As the scheduled final days of Shop at Home approached, Jewelry Television announced it would purchase all assets of the network and maintain 100 unspecified jobs in Nashville under its sale agreement. Scripps detailed the sale at $17 million for fixed assets, and noted that Jewelry Television would also assume existing cable and satellite television carriage agreements.

On June 23, 2006, Shop at Home TV returned to the air with a limited schedule, once again specializing in the sale of various collectible merchandise ranging from collectible gold, silver and rare coins; popular brand name watches like Tag Heuer & Bulova; to unique knives and autographed sports memorabilia.

The original schedule was 10 p.m. to 8 a.m. Eastern time. Kim Church (named Kim Stamper until 2005), Shawn Leflar, Robert Parsons, Elliot Smith, and several other hosts returned.

On September 11, 2006, Shop at Home returned to a full 24-hour on-air schedule, returning to selling a variety of products.

=== Second closure ===

It was announced on January 8, 2008, that Shop at Home would permanently cease its broadcast on March 7, 2008, again citing its failure to successfully compete with QVC, HSN, and ShopNBC (now ShopHQ).

Before its second closure, several longtime hosts returned to the show in a "Reunion Month" throughout the month of February.

A couple of the shows have received new life on other networks. The Watch Show and Tim Temple moved to Jewelry Television.

Shop at Home went off the air on March 8, 2008. After a period of time where it continued to sell collectibles and knives, the network's domain has since become only a redirect to the Jewelry Television website.

=== Controversy on signed sports items sold ===

There have been a number of reports that several pieces of Mickey Mantle-signed sports memorabilia sold on the network were forgeries. An example of a Mickey Mantle autographed baseball that was sold by Shop At Home TV back in the 1990s was, according to a blogger, "a forgery", and the same went for many other autographed sports items sold on the network.

== Television stations ==
While Shop at Home was primarily a cable and satellite television network, the network also aired on broadcast television stations in the United States. Until Scripps' sale of the network, five of these stations were owned and operated by Shop at Home itself, but its operations remained completely separate from the existing operations of Scripps' general commercial television stations outside of financial disclosures. In September 2006, Scripps agreed to sell the stations to Multicultural Television Broadcasting LLC for $170 million pending FCC approval; they dropped Shop at Home programming soon after Multicultural took over.

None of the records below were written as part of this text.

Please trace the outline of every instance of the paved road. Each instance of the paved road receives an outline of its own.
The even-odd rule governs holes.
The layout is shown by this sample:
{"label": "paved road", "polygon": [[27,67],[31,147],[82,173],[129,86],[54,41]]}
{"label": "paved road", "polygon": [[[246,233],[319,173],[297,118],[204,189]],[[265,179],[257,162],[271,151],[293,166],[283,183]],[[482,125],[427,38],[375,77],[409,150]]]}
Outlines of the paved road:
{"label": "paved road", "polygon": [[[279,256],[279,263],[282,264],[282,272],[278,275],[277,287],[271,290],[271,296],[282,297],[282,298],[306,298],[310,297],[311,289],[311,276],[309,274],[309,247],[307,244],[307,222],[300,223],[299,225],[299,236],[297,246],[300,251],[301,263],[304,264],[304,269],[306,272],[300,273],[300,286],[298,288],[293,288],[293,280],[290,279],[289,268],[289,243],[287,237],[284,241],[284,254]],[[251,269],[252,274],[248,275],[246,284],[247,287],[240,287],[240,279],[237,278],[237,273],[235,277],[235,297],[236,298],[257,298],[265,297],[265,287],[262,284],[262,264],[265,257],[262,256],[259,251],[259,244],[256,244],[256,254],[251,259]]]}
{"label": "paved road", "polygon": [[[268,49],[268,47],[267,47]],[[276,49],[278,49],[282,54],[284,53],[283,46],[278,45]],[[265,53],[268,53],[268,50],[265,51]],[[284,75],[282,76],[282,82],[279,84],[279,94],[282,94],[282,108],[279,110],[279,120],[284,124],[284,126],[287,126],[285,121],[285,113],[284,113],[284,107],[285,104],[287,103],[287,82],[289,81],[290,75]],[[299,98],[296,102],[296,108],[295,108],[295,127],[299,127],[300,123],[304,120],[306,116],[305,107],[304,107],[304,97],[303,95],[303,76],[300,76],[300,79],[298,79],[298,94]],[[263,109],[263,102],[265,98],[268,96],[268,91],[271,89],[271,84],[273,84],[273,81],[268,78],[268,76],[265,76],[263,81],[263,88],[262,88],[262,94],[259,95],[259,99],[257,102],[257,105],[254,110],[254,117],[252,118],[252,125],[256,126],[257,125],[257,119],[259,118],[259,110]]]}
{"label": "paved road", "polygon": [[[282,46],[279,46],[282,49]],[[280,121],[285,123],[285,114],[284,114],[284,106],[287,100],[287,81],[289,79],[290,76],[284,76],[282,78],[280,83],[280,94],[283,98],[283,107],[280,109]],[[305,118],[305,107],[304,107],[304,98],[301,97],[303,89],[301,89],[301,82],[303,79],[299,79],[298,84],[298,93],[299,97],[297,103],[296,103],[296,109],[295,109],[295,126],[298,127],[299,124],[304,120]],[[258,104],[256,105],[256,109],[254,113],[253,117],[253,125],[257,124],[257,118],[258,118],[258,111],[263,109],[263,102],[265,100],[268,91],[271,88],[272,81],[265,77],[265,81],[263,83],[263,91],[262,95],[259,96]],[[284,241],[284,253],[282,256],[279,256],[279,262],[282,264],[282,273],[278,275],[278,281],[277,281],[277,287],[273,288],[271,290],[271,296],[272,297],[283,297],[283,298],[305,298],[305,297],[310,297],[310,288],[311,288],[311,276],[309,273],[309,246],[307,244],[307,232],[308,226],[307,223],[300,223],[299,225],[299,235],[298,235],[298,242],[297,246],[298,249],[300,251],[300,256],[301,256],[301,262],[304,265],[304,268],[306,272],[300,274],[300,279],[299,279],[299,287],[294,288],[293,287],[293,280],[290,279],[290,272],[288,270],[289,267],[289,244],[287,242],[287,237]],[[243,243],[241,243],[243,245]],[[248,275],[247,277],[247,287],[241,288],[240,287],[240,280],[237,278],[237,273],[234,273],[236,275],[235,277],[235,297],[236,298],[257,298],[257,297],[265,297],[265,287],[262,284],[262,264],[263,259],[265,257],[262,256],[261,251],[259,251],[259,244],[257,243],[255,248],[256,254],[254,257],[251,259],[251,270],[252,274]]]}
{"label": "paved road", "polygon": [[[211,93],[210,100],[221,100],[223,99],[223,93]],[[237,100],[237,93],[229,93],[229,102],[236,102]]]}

The five stations were:

- WSAH 43 Bridgeport, Connecticut/New York City
- WMFP 62 Lawrence/Boston, Massachusetts
- KCNS 38 San Francisco, California
- WRAY-TV 30 Wilson/Raleigh, North Carolina
- WOAC 67 Canton/Cleveland, Ohio

Other stations remained affiliated with the Shop at Home Network, and are listed below:

- WYLE Florence/Huntsville, Alabama/Decatur, Alabama
- KSVM-LP Santa Barbara, California/Santa Maria, California/San Luis Obispo, California
- WJJA Racine/Milwaukee
- WJYS Hammond, Indiana/Chicago
- KHON-DT2 Honolulu, Hawaii (late night hours only)
- KJRH-DT4

Some stations stopped broadcasting Shop at Home before the first closure:
- KZJL Houston, TX

In addition, programming was seen online on the network's website.

Following SAH's first closure, these stations began airing Jewelry Television. Some stations continued to JTV in the late morning and afternoon even after Shop at Home's return to 24-hour programming. WJJA would carry JTV until April 21, when it was purchased by Weigel Broadcasting to carry the pre-network version of MeTV and became WBME-TV.